Así dijo Aro, y calló, y nuestro Navarca explicó:

—Es cierto. Aro. Es larga la historia y el tiempo

pequeño, mas te diré en seguida la sencilla verdad:

los padres de las familias me hicieron Navarca

y el pueblo wit me quiere. ¿Dónde está Lum-Faro?

—En buena o mala hora vienes, Shim; ¿por el Señor

preguntas? Ven conmigo y podrás contemplarlo.

Dijo, y calló, señalando un testero cercano.

Sorprendido, el Navarca de Aro siguió el gesto.

Se apartaron las masas, quebró el silencio un suave

murmullo y el corto camino quedó rebasado.

Sobre un juego de lienzos, oscuros y amarillos,

sobre un dosel de plata, tendido y consumido

un hombre kros, un muerto, un inaprendido residuo

de la vida: apenas nada.

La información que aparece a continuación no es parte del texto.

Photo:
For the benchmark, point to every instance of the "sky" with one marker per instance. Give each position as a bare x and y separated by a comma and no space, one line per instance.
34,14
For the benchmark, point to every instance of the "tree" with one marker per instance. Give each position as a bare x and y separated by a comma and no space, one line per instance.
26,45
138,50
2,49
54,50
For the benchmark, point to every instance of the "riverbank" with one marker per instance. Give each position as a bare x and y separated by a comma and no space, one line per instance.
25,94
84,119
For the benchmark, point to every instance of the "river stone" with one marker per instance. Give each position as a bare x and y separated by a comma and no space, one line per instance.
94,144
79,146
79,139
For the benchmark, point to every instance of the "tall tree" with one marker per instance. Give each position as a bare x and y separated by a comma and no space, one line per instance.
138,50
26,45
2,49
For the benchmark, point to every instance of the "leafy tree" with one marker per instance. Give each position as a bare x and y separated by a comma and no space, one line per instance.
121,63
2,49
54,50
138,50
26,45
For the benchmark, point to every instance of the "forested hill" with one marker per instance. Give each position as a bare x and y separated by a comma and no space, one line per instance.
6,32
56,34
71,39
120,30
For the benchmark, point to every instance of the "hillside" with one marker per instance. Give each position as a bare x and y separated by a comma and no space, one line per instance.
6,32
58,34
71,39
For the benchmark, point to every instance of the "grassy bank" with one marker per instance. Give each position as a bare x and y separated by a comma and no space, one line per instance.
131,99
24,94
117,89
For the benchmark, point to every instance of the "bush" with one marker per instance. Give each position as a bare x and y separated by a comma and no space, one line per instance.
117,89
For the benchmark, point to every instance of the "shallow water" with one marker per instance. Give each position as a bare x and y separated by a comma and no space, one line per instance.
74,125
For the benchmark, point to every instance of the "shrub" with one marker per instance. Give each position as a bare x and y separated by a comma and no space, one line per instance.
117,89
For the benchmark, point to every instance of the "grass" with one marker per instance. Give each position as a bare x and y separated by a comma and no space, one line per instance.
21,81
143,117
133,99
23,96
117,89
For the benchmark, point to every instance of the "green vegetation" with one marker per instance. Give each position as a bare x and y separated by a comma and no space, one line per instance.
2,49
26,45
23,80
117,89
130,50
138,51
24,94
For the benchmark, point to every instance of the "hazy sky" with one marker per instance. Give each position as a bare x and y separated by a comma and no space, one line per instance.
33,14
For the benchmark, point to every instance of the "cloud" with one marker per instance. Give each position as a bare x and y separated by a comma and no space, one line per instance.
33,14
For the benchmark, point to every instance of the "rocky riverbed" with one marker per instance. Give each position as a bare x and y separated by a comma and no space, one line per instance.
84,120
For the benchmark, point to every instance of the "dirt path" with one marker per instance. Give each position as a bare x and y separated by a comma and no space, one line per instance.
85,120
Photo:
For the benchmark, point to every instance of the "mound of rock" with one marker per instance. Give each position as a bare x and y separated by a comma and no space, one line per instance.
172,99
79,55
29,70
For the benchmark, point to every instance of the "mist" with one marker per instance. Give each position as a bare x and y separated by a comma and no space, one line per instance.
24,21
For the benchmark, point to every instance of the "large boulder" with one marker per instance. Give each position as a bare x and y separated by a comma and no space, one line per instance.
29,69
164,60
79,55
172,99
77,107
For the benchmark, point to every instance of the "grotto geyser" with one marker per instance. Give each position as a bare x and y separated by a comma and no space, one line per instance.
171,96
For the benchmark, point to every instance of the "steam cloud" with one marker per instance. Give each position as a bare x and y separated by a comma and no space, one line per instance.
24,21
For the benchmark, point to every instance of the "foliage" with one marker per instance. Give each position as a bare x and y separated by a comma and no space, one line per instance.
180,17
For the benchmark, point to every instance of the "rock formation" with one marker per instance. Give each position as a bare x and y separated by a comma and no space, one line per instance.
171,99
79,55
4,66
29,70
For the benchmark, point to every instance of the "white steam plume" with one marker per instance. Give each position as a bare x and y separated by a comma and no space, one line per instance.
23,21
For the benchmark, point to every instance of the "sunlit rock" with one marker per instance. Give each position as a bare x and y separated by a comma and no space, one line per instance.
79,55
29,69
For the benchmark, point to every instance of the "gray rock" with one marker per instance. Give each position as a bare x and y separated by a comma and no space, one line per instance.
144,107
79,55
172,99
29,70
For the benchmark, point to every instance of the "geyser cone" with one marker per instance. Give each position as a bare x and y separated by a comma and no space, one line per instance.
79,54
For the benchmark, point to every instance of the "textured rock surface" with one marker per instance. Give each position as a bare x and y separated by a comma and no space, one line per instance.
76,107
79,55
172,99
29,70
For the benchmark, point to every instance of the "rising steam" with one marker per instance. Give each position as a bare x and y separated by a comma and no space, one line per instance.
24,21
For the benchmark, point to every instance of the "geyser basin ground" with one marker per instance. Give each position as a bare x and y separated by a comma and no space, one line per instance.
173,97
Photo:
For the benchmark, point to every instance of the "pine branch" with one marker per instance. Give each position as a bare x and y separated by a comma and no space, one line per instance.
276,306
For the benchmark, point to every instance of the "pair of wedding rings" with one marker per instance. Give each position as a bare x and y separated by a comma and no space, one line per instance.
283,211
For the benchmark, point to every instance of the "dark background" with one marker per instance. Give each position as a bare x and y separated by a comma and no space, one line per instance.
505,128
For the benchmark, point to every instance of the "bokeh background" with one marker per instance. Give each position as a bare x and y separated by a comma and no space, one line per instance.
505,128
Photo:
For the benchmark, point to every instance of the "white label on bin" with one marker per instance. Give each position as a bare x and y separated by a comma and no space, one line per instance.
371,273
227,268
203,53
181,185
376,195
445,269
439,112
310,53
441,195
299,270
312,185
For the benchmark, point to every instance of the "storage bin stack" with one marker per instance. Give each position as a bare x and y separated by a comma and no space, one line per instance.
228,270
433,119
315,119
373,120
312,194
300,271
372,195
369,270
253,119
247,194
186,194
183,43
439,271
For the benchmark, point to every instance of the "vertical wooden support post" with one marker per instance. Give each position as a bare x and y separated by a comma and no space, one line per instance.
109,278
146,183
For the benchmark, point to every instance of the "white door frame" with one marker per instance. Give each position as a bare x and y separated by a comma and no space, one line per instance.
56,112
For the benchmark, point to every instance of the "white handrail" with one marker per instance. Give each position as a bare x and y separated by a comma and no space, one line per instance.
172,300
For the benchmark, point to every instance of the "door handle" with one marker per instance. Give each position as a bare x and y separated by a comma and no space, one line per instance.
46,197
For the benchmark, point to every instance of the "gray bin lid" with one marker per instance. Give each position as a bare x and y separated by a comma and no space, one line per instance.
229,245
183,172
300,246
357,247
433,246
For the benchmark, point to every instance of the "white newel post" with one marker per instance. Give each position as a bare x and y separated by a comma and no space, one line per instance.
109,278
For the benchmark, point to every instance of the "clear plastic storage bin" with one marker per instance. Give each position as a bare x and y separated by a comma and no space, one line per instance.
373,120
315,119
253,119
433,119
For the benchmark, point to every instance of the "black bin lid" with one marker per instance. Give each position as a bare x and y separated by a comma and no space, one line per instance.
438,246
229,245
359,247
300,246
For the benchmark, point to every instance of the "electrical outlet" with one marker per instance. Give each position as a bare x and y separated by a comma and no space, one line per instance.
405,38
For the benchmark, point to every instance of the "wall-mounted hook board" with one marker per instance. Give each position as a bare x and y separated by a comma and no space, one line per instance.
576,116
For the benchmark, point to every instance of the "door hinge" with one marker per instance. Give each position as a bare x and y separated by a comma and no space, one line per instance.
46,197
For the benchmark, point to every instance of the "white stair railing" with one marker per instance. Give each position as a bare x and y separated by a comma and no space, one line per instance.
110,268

Y aquel muerto había sido

el dueño de la Nave. Mei-Lum-Faro, el nunca visto

del oscuro cantor, nunca visto y sí temido.

Y ante la vaga sombra de su oscura querella

en Shim temblaba inerme el sincero recuerdo

prendido en la memoria, o acaso reviviera

palabras ya perdidas, o estuviera olvidando

el perdido pasado. Pasó muy lento el tiempo

y todos esperaban el fin de la embajada,

cortejo al fin cumplido delante del cadáver.

—Mei-Lum-Faro, no puedes escucharme y acaso

no supieras mi anunciada llegada. Traía conmigo

el olvido, la paz y un cauce recobrado de la Nave.

¿Por qué no me aguardaste, Señor de las abiertas

ventanas al Espacio? Yo no soy enemigo, ni quise

tu desgracia. Te lloro con tu pueblo y espero

que tu sombra me vea y admita mi tristeza.

Venía con los hijos de las siete familias

a darte mi embajada. La cumpliré, no obstante,

y la diré a tu pueblo: los wit no quieren guerra

y yo soy su Navarca; los wit no son el pueblo

maldito que creías. Están naciendo ahora y su vigor

les viene de una rara virtud: haber sobrevivido.

Y debes entenderme: su esfuerzo es necesario.

La Nave es muy pequeña para dos enemigos;

borremos las fronteras, quememos el pasado

y empecemos ahora la nueva coyuntura, y…

Así estaba diciendo cuando Aro le detuvo.

—Basta, Shim; no era querido, ha muerto y hartos

problemas dejó. Háblanos claro a los vivos.

¿Quién eres para hablar en nombre de los albinos?

—Soy Navarca y ante Faro he rendido mi embajada.

—Faro ha muerto. Ya lo has visto y le has hablado.

¿Esperas que te responda, Navarca de los albinos?

—Responde sin arrogancias, Aro; respóndeme como amigo.

¿Quién será nuevo Señor de los kros y sus dominios?

—Vayamos fuera de aquí. Son delicadas razones.

Perdona, Shim, el recelo; la causa es tan evidente

como increíble tu anuncio. Navarca, ¿qué significa?

Dijo, y pidió paso franco a los callados testigos;

callada, sí, y apagada muchedumbre sin pasión,

bocas sin lengua, ojos sin brillo: raza extraña

sin vigor y sin palabras, como su luz sin calor.

Antes de ir, miró el Navarca al cadáver; luego

marchó, y tras él fueron los hombres de su embajada.